Spinoza est assez clair là-dessus. Il classe les affects (émotions) en deux catégories* : celles qui sont de l’espèce de la Joie (amour, espoir, générosité, miséricorde, contentement…) et celles qui sont de l’espèce de le Tristesse (colère, mélancolie, jalousie, mépris, orgueil, mésestimation de soi…). Les affects qui donnent à notre corps plus de puissance d’agir, sont les affects de l’espèce de la joie.
« La joie est un affect par lequel la puissance d’agir du corps est accrue ou secondée, la Tristesse au contraire est un affect par lequel la puissance d’agir du corps est réduite ou réprimée »
Démonstration de la proposition 41 . Chap IV . De la servitude humaine. L’Éthique . B Spinoza
Il n’est pas difficile de ressentir la véracité du propos. Un atelier animé dans une atmosphère de compétition, de peur, d’appréhension, de quête de performance va voir peu de participants se lever lorsqu’un exercice sera lancé. D’où l’importance de mettre le groupe dans un environnement positif et joyeux.
Peter Gwinn, du courant Del Closien de Chicago, insiste sur l’importance d’instaurer une morale pour aménager une ambiance propice à la créativité.
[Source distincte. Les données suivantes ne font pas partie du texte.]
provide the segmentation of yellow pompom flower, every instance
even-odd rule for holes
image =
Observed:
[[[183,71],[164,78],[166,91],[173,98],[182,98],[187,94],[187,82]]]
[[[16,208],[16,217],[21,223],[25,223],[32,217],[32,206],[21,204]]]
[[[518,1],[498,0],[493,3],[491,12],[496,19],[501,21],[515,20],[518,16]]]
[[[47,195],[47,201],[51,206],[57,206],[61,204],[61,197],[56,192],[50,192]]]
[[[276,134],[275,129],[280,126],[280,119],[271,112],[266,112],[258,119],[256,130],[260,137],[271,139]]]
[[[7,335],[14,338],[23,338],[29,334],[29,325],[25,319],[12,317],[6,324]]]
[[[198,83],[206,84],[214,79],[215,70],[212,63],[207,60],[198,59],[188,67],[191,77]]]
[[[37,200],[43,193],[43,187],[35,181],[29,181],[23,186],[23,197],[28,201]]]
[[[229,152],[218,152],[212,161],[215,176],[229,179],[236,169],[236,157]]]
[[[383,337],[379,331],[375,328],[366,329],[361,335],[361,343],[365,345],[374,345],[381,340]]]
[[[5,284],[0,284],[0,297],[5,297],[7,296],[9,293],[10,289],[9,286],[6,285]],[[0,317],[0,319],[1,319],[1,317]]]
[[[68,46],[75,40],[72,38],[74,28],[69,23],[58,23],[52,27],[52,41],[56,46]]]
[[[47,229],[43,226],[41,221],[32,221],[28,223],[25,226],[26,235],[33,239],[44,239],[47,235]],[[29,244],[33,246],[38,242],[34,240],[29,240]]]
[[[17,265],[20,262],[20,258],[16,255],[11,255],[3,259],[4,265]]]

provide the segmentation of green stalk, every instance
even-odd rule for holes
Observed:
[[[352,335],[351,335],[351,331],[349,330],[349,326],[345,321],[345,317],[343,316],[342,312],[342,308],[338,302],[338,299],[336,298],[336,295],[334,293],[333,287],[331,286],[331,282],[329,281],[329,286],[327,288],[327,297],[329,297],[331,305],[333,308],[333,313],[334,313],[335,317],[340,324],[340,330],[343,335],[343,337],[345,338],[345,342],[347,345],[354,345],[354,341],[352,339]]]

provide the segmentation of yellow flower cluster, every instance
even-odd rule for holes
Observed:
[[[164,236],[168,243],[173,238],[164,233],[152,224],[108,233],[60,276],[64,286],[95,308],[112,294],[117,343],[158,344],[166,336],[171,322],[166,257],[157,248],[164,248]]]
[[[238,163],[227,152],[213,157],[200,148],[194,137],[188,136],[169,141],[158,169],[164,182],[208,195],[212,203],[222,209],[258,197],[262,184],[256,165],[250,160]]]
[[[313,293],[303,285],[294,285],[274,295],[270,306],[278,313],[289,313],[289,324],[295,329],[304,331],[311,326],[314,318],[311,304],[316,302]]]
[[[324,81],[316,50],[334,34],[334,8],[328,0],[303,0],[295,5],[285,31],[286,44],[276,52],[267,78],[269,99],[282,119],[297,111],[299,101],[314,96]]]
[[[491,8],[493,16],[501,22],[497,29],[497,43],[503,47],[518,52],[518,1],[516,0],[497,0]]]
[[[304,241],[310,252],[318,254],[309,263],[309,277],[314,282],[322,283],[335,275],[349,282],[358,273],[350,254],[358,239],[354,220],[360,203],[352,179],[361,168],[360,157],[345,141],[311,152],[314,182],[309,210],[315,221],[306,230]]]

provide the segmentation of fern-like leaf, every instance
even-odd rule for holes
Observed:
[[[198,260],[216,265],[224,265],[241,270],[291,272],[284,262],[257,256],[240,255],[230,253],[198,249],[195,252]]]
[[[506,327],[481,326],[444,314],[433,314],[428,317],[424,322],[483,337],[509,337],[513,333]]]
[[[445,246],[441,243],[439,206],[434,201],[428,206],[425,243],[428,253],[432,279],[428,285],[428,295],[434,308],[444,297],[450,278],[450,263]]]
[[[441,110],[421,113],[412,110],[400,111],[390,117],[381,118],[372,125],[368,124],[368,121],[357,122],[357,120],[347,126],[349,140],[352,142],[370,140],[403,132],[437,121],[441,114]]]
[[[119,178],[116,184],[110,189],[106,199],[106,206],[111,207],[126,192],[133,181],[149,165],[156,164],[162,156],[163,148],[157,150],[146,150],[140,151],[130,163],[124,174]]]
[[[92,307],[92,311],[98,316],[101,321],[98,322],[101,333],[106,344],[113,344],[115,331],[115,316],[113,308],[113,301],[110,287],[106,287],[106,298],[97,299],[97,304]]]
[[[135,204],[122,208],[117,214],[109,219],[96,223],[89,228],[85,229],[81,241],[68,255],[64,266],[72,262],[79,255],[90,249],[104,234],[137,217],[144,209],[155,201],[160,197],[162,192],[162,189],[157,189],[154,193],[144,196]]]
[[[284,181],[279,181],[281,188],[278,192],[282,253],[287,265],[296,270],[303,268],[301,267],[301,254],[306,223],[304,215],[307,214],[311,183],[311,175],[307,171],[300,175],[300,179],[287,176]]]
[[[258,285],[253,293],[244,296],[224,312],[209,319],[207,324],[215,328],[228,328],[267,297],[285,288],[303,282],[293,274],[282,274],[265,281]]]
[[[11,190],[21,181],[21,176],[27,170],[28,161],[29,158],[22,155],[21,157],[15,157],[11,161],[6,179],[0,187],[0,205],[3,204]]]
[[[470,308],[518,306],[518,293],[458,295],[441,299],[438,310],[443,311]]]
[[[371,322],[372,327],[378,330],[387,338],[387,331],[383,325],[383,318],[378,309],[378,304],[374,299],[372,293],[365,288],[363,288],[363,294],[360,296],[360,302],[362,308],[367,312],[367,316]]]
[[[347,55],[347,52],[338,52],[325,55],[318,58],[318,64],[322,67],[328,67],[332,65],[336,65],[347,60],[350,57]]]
Une morale, selon lui doit avoir trois objectifs
-
Chacun est enthousiaste à l’idée de faire partie du groupe
-
Chacun se sent membre du groupe
-
Chacun se sent important dans le groupe.
Pour atteindre 1), le mode de travail se fait dans le plaisir; pour atteindre 2) , chacun doit être assuré qu’il a le respect de tous et qu’il a la même considération que les autres; pour atteindre 3) Faire en sorte que chacun prenne part au travail en cours
(Group improvisation, The Manual of ensemble improv games, Chapitre 2 : « Building a team spirit »)
Par des règles qui semblent dogmatiques et artificielles, on active par la raison des affects de l’espèce de la joie (plaisir, considération, respect, estime), en découle la puissance d’agir des corps, loin de toute peur et appréhension , on s’élance alors vers plus de prise de risque et de créativité.
D’où l’intérêt majeur d’être joyeux lorsqu’on improvise ….
Et pour terminer et pour pas qu’on m’enquiquine : CQFD !
Références:
L’Ethique , B Spinoza
Le Problème Spinoza, Irvin D. Yalom
Du Bonheur , F Lenoir
La puissance de la joie, F Lenoir
Group Improvisation, Peter Gwinn
Truth in Comedy , Charna Halpern, Del Close, Kim « Howard » Johnson
*Il y a en réalité un 3ème affect: le désir, qui lui-même peut-être de l’espèce de la joie ou de l’espèce de la tristesse. Le premier étant plus puissant que le second d’après Spinoza.
Hugh
6 avril 2016Merci de nous abreuver ainsi de ta culture sans limites ! (même si je reste frustré du peu de place laissée à Belmondo… peut-être dans un prochain article ?)
J’avais écrit un article sur le sujet il y a un moment (https://improetc.wordpress.com/2014/05/18/soyons-contents). Je dis un peu la même chose, en moins concis, moins clair, moins structuré et surtout moins documenté 😉
Elaine
7 avril 2016Hey!
Merci pour ton article! Il va effectivement complètement dans le même sens!
Mais tu sais, étant née dans un pays où l’esprit critique est ultra développé, je savais que pour défendre l’importance de la joie, il me fallait pas moins de six livres en référence… Sinon, c’était le herem pour moi!